Finalement, après quelque jours, tout est rentré dans l’ordre. Il semblerait que Jun a fait une réaction ultra puissante au milpertuis, une plante sensée régénérer la sérotonine, mais également très allergène. Je ne lui ai plus jamais donné mes petites pillules de fin de party. Dieu m’en garde.

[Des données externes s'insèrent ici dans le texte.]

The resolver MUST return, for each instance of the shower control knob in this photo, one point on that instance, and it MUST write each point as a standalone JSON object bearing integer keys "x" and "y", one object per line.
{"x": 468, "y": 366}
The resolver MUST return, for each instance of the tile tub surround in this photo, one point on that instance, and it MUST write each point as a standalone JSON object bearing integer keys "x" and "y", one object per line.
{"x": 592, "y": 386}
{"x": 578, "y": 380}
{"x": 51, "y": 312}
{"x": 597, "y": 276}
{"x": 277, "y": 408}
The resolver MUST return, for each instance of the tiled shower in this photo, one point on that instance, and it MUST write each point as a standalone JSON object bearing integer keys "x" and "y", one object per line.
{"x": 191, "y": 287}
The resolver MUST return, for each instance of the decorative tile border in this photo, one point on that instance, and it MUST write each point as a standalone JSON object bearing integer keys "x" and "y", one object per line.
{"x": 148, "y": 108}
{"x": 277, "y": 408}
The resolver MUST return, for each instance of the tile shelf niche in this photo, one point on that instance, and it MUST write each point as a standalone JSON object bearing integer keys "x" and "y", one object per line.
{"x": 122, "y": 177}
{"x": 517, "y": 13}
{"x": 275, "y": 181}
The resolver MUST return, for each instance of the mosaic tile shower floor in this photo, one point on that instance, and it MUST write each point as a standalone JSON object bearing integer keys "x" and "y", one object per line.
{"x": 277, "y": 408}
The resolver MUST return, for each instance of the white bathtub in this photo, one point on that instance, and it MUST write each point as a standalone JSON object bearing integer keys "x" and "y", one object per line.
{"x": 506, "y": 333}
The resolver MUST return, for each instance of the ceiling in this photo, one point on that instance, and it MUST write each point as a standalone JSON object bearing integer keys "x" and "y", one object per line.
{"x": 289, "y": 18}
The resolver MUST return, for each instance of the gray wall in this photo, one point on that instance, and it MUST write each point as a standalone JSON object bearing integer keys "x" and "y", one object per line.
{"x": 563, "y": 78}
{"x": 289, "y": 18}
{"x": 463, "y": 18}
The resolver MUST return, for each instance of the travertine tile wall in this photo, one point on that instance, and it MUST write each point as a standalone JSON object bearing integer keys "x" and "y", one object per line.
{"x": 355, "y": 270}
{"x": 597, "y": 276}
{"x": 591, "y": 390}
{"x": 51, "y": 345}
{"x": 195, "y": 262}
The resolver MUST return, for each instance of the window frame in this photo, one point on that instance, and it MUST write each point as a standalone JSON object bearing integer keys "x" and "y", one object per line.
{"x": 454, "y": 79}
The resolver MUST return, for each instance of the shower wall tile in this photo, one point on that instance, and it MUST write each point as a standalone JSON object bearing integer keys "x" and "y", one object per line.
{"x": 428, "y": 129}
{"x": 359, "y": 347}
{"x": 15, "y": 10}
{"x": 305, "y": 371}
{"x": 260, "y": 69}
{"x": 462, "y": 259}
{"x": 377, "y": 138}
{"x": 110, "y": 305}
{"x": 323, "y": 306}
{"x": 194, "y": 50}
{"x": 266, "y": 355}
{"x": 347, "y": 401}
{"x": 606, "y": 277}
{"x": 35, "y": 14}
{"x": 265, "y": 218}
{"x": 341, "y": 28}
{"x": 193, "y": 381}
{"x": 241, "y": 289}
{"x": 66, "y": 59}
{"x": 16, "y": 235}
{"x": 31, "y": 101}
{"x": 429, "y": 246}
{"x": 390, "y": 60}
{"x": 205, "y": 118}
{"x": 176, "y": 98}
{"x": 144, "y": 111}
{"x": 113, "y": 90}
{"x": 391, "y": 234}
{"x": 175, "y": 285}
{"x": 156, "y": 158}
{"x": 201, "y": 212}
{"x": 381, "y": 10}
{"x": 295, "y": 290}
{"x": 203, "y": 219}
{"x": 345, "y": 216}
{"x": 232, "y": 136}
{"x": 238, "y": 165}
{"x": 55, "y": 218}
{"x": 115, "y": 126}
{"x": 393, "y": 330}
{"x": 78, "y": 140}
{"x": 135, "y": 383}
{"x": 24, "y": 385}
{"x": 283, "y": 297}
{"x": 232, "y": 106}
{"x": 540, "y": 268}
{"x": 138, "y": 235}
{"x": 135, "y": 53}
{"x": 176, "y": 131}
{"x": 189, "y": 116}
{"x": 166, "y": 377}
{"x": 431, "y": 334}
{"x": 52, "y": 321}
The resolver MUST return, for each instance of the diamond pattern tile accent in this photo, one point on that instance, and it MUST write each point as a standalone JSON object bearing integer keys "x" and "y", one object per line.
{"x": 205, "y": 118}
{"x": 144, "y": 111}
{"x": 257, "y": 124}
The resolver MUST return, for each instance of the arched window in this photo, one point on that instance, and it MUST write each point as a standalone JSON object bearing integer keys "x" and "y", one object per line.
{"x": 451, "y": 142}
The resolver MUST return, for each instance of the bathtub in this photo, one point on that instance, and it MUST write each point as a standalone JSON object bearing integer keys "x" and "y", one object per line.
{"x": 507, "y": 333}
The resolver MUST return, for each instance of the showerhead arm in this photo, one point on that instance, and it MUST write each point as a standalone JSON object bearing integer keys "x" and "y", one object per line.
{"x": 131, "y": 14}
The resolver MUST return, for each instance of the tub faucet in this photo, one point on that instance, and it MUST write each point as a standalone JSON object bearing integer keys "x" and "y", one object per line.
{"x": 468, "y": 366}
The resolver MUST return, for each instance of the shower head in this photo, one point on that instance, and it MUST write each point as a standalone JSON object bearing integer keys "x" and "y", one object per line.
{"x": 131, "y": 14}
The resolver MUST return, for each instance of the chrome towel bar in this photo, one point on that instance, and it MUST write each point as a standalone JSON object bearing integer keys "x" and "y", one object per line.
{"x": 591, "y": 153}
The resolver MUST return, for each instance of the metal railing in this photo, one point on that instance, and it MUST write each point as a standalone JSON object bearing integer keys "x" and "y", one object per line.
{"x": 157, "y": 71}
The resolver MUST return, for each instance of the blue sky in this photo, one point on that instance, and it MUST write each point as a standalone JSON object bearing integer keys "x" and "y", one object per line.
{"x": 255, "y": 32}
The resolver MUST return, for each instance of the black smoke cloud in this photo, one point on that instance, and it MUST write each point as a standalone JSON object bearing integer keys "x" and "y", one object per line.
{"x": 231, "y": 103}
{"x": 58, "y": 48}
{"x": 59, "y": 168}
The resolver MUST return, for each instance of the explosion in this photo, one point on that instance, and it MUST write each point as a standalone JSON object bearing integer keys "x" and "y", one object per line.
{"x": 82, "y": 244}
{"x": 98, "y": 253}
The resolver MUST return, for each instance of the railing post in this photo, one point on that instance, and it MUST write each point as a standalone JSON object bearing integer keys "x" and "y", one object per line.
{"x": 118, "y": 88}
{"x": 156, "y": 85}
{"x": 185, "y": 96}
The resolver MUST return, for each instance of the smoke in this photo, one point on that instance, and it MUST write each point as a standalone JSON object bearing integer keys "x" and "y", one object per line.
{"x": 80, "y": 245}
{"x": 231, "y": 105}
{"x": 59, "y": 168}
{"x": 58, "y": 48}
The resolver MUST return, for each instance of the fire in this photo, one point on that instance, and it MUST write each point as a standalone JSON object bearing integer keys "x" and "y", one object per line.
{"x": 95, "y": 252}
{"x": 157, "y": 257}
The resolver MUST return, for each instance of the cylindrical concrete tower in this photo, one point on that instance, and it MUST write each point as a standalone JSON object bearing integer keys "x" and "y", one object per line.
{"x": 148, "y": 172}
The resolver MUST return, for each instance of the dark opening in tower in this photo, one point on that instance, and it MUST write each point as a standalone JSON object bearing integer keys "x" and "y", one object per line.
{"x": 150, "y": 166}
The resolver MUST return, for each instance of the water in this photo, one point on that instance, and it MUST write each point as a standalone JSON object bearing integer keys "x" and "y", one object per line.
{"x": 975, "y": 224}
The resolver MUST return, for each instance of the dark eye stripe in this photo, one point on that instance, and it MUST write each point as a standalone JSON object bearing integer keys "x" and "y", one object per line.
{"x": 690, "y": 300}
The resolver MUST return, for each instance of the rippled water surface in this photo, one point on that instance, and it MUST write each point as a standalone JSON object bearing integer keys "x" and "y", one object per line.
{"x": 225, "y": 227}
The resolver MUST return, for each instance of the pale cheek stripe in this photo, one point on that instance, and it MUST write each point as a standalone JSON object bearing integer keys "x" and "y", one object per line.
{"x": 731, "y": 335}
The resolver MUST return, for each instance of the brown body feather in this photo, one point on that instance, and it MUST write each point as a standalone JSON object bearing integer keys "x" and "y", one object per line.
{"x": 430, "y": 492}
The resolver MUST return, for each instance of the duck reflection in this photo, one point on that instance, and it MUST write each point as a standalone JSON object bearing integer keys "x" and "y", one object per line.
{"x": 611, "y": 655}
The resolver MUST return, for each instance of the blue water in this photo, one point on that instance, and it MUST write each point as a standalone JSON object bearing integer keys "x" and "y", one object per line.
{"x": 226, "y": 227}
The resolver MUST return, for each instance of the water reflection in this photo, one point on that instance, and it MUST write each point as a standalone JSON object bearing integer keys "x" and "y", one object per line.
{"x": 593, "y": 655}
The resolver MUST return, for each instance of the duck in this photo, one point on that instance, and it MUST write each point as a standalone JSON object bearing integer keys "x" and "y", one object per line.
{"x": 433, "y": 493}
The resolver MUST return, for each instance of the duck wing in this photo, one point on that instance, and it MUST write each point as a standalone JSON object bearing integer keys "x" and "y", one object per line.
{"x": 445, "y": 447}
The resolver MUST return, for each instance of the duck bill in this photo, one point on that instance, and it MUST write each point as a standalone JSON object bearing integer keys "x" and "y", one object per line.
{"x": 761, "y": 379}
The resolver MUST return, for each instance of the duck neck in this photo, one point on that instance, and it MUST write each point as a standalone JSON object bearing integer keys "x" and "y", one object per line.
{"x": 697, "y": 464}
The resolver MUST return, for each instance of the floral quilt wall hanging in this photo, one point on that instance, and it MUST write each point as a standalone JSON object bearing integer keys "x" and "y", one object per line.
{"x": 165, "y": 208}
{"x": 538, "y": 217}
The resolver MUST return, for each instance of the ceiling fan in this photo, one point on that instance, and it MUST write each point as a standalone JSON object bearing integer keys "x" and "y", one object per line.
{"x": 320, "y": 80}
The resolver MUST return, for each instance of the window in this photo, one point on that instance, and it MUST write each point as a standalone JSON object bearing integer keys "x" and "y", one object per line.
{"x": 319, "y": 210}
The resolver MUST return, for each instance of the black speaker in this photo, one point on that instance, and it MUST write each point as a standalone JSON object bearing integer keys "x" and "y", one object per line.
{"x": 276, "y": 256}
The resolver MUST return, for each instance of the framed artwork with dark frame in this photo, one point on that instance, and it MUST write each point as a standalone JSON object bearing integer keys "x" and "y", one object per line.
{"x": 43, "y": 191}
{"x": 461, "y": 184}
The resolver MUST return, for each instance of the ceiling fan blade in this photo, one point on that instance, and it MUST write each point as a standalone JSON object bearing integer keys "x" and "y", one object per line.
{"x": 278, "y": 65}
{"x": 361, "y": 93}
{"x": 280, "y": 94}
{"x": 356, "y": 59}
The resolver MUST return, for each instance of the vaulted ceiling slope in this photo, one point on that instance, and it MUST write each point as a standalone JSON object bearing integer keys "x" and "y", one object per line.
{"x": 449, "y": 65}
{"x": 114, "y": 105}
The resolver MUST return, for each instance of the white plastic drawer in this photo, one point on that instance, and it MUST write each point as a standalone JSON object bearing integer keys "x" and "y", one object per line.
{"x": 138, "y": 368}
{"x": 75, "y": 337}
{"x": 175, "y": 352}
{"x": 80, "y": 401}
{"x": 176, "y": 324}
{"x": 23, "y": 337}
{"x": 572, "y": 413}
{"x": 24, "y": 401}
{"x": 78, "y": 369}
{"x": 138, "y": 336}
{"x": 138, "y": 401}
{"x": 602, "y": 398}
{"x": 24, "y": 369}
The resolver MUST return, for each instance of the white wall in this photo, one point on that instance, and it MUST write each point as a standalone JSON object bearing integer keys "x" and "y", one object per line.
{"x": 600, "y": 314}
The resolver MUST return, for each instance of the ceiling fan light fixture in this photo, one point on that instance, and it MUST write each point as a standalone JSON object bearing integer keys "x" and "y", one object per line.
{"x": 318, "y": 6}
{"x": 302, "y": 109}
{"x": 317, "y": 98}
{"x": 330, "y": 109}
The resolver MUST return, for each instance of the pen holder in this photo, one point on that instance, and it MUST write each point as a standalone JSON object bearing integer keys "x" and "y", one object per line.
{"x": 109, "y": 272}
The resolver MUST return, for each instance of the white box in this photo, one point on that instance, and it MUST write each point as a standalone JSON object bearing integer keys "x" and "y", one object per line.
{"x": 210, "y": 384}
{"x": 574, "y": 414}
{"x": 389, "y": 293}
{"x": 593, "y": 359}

Je crois qu’il s’agit là de mon anniversaire le plus intense à vie. Ce fut une expérience très éprouvante, mais aussi très grandissante quand aux émotions générées en situation de stress. Comme toujours, Mélanie fut un élément essentiel de l’histoire. Sans elle, je ne m’en serais jamais sorti de la sorte. Merci Mélan, je t’aime comme toujours, tu es mon complément d’objet parfait.
Ok, je vous aime ben là, mais chu fatigué, alors, à la prochaine histoire…
Enfin terminé dans mon lit le 09 nov 06, osti. Quatre mois après le début de la rédaction. Une éternité émotionnelle plus tard aussi.